5.3. Step-by-step instructions for creating datasets (‘omics) - Part 3

5.3. Mapping your annotation to ISA-tab - Part 3
xiv) Now we need to tweak some of the information we previously entered.
  Click on “s_study_sample.txt” on the left menu and scroll right to “Characteristics[AgeUnit]”. Double-click on the first entry and search for “week”. Select the term “UO:week” from the Units of Measurement ontology.
Ontology harmonisation is an important step towards interoperability of data. Imagine a case where “week” was indicated by different researchers as “w”, “WK”, etc., making it ambiguous. Linking to an ontology reference gives our term a standard name and a definition.

ISAcreator

ISAcreator
Click on the “copy column downwards” button to replace the text we previously entered with the ontology term. Identifiers for the SEURAT Gold compounds are available in the gold compounds database (wiki.toxbank.net). If the general search term (e.g. human) produces too many matches you can use the more specialized terms from the ontology below.
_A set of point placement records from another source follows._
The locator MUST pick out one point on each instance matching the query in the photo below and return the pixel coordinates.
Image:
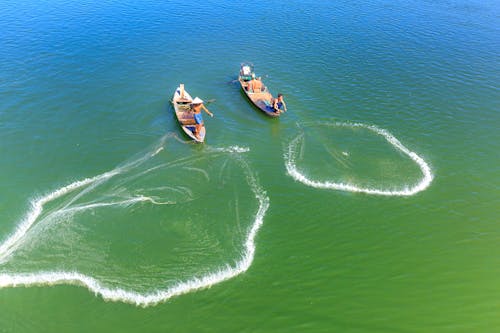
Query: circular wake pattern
(116, 192)
(295, 151)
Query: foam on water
(8, 246)
(294, 148)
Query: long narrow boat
(185, 116)
(261, 98)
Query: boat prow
(184, 114)
(261, 98)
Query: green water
(370, 206)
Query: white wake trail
(9, 245)
(119, 294)
(290, 164)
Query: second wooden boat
(260, 97)
(185, 116)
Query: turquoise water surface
(370, 206)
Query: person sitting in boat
(254, 85)
(279, 104)
(197, 106)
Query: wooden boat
(185, 116)
(261, 98)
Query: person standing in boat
(254, 85)
(197, 106)
(279, 104)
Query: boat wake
(294, 152)
(132, 191)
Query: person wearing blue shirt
(197, 106)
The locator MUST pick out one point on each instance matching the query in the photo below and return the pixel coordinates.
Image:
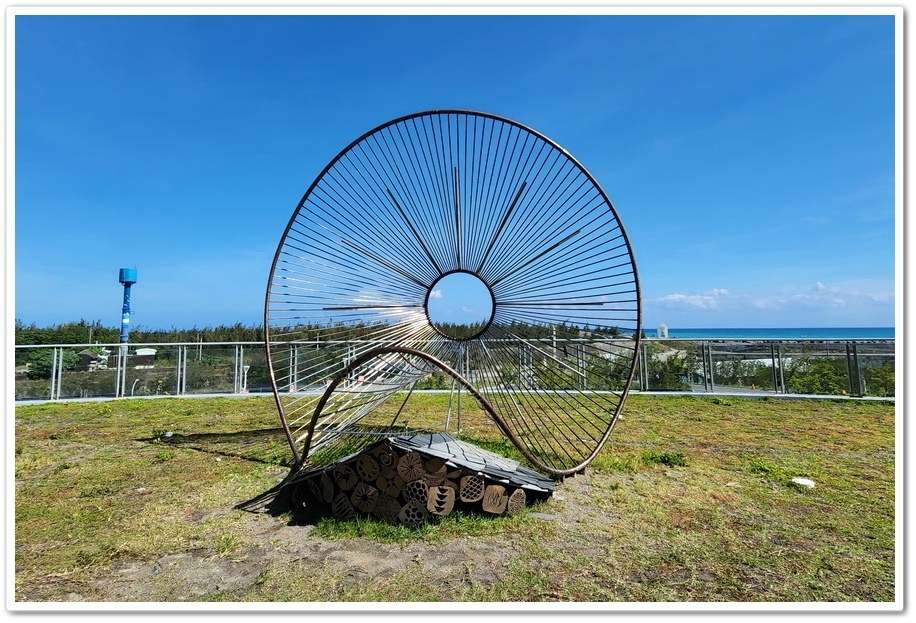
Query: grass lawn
(691, 500)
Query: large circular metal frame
(346, 319)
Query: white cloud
(707, 300)
(860, 303)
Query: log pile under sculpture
(410, 480)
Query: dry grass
(691, 500)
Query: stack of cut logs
(402, 487)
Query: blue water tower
(127, 277)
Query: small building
(92, 360)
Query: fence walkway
(791, 368)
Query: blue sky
(751, 158)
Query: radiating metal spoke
(411, 202)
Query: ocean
(815, 333)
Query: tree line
(86, 332)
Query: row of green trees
(86, 332)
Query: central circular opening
(460, 306)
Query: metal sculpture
(350, 311)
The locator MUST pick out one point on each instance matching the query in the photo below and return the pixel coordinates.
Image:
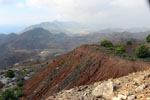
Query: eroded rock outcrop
(127, 89)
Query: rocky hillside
(135, 86)
(82, 66)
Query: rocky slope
(82, 66)
(135, 86)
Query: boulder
(104, 90)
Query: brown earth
(82, 66)
(1, 85)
When doing your own files try to use the same onlogies as below for similar terms but the use of any ontology, as opposed to free text, will still enhance the file.
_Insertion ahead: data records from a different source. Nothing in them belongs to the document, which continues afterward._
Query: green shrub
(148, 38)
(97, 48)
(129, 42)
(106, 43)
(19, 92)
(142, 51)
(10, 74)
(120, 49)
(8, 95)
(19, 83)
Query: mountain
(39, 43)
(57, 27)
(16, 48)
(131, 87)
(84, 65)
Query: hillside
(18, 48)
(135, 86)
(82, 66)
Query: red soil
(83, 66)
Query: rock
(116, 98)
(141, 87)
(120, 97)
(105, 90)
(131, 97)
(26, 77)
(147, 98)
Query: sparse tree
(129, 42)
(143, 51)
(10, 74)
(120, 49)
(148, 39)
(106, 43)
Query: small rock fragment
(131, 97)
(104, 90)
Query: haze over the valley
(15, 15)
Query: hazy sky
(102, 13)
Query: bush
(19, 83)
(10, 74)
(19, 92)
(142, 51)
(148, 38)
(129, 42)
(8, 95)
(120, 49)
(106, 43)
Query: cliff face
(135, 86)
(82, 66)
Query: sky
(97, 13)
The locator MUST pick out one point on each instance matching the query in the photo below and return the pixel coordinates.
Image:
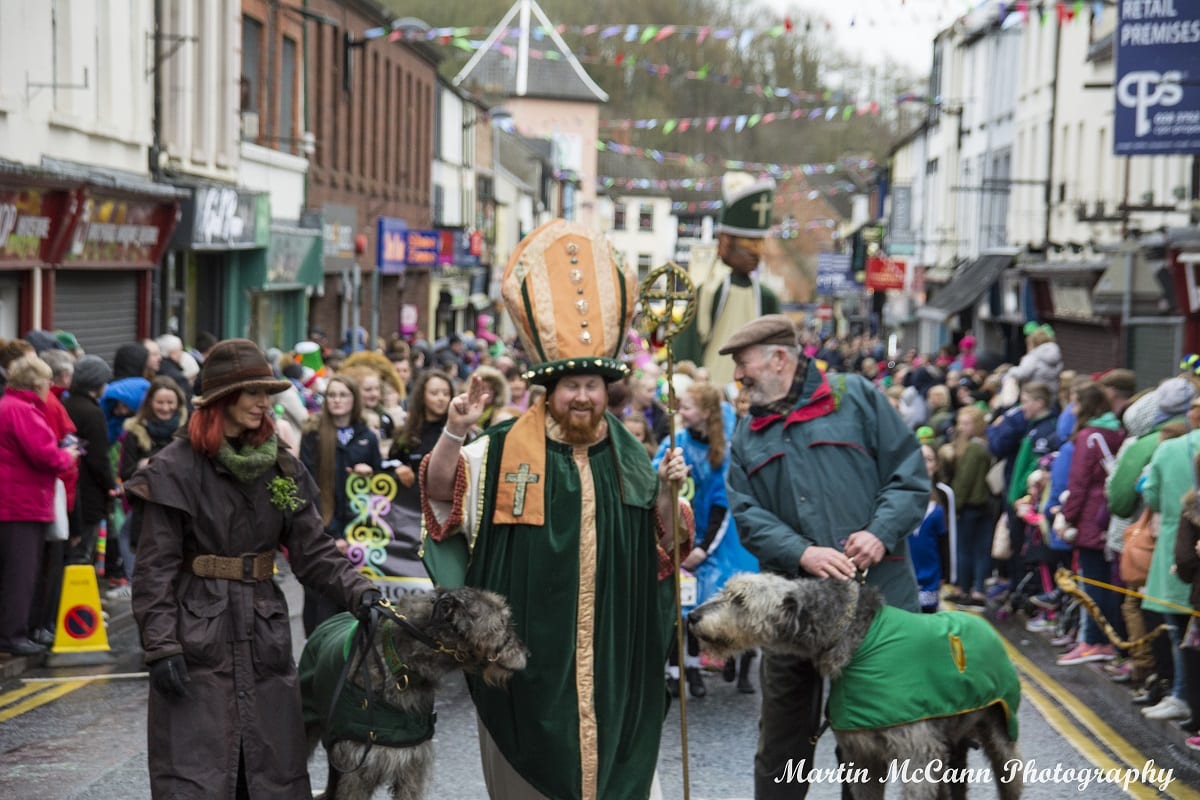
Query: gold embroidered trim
(585, 630)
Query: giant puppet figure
(732, 294)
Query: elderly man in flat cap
(826, 481)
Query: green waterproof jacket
(1122, 488)
(915, 667)
(843, 461)
(1170, 476)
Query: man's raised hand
(468, 407)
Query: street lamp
(402, 28)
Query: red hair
(205, 429)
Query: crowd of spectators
(1035, 467)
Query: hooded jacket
(1187, 563)
(30, 458)
(843, 461)
(1043, 365)
(1169, 477)
(96, 479)
(1087, 507)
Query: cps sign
(1157, 89)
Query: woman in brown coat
(225, 717)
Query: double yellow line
(1086, 729)
(34, 695)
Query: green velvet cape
(535, 720)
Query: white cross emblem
(763, 208)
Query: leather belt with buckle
(249, 567)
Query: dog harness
(913, 667)
(325, 653)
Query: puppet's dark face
(738, 252)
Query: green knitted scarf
(251, 462)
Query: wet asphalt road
(89, 744)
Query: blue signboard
(1158, 78)
(835, 276)
(421, 248)
(391, 245)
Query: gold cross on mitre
(522, 477)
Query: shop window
(645, 264)
(288, 96)
(646, 217)
(251, 76)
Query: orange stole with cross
(520, 494)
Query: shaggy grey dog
(471, 629)
(826, 621)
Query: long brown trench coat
(244, 695)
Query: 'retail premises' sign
(1158, 78)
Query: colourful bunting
(742, 121)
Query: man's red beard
(576, 431)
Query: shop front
(1061, 294)
(406, 262)
(36, 214)
(277, 312)
(102, 286)
(459, 283)
(220, 245)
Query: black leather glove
(169, 675)
(369, 600)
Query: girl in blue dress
(707, 425)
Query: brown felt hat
(234, 366)
(772, 329)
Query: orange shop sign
(883, 272)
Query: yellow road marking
(1083, 744)
(115, 675)
(1101, 729)
(9, 698)
(42, 698)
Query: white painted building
(1090, 182)
(201, 79)
(641, 228)
(75, 83)
(82, 223)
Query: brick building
(366, 120)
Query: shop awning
(966, 286)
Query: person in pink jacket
(1097, 437)
(30, 461)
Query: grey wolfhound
(907, 691)
(389, 741)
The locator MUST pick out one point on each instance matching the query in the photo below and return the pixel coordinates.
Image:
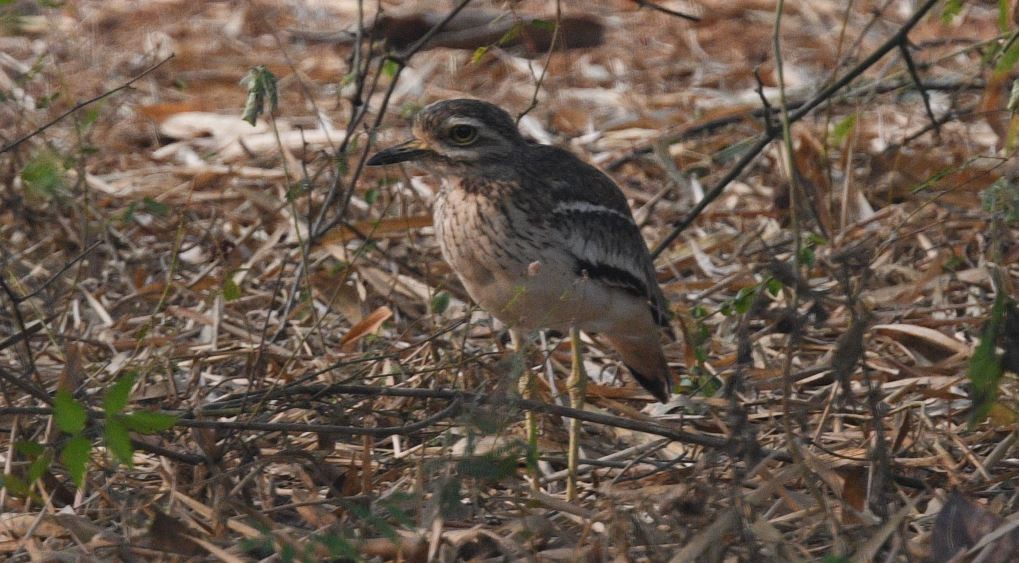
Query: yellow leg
(576, 385)
(527, 391)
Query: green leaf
(952, 9)
(842, 129)
(158, 209)
(89, 117)
(440, 301)
(231, 291)
(479, 54)
(773, 286)
(512, 34)
(149, 421)
(68, 413)
(389, 68)
(118, 441)
(74, 456)
(985, 366)
(744, 298)
(38, 467)
(43, 174)
(116, 398)
(807, 256)
(262, 91)
(15, 485)
(1009, 58)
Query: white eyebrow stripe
(587, 207)
(459, 120)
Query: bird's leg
(527, 391)
(576, 385)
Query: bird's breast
(503, 254)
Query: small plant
(71, 417)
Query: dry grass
(833, 429)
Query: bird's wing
(592, 215)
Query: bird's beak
(409, 150)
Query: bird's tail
(643, 355)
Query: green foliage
(231, 291)
(43, 175)
(479, 54)
(75, 456)
(118, 441)
(842, 130)
(1002, 200)
(491, 466)
(985, 366)
(148, 421)
(262, 90)
(952, 9)
(1009, 58)
(389, 68)
(71, 417)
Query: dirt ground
(226, 341)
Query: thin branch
(800, 113)
(88, 102)
(51, 279)
(662, 9)
(911, 67)
(548, 60)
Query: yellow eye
(463, 134)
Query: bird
(538, 237)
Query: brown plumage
(539, 238)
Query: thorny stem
(806, 108)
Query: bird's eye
(463, 134)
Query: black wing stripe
(618, 277)
(611, 276)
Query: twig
(81, 105)
(662, 9)
(20, 298)
(548, 60)
(805, 109)
(320, 226)
(911, 67)
(23, 383)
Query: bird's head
(457, 133)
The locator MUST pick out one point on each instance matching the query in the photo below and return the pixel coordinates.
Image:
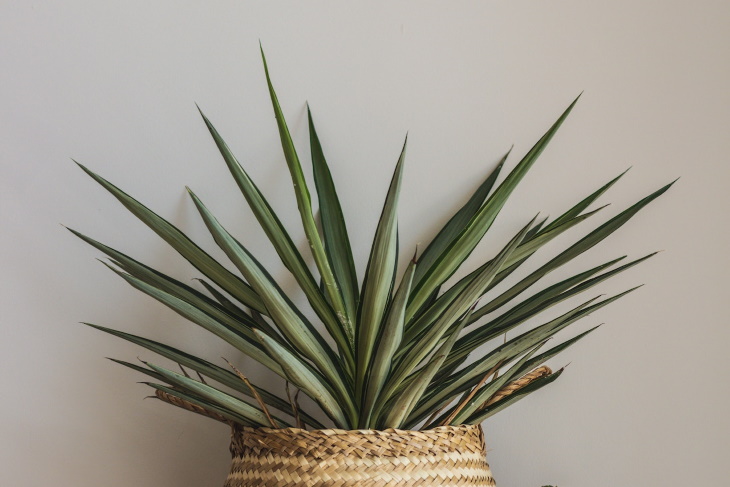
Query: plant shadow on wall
(403, 354)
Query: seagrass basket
(444, 456)
(447, 456)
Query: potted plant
(398, 381)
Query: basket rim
(363, 432)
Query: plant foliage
(405, 351)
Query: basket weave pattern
(447, 456)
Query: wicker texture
(446, 456)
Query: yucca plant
(408, 350)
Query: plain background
(113, 84)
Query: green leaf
(311, 382)
(388, 343)
(229, 305)
(295, 327)
(464, 244)
(226, 413)
(304, 204)
(584, 244)
(283, 244)
(422, 378)
(231, 315)
(494, 386)
(379, 278)
(334, 229)
(182, 244)
(471, 374)
(233, 335)
(528, 247)
(583, 204)
(226, 401)
(458, 222)
(210, 370)
(415, 352)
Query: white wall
(113, 84)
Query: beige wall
(645, 400)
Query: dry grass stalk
(255, 393)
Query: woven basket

We can similarly replace “Human” (Characteristics[Organism])
with “NCBITaxon:Homo sapiens”
(search for “Homo sapiens” and select “obo:NCBITaxon_9606”)
“liver” (Characteristics[Organ]) with “OBI:liver”
(select “obo:UBERON_0002107”)
“acetaminophen” (Factor Value[Compound]) with “CHEBI:paracetamol”
Exact match “paracetamol(CHEBI:46195)”
“micromolar” (Characterictics[DoseUnit]) with “UO:micromolar”
Exact match “micromolar(UO:0000064)”
“hour” (Characteristis[SampleTimePointUnit]) with “UO:hour”
Exact match “hour(UO:0000032)”
“percent” (Unit) with “UO:percent”
Exact match “percent(UO:0000187)”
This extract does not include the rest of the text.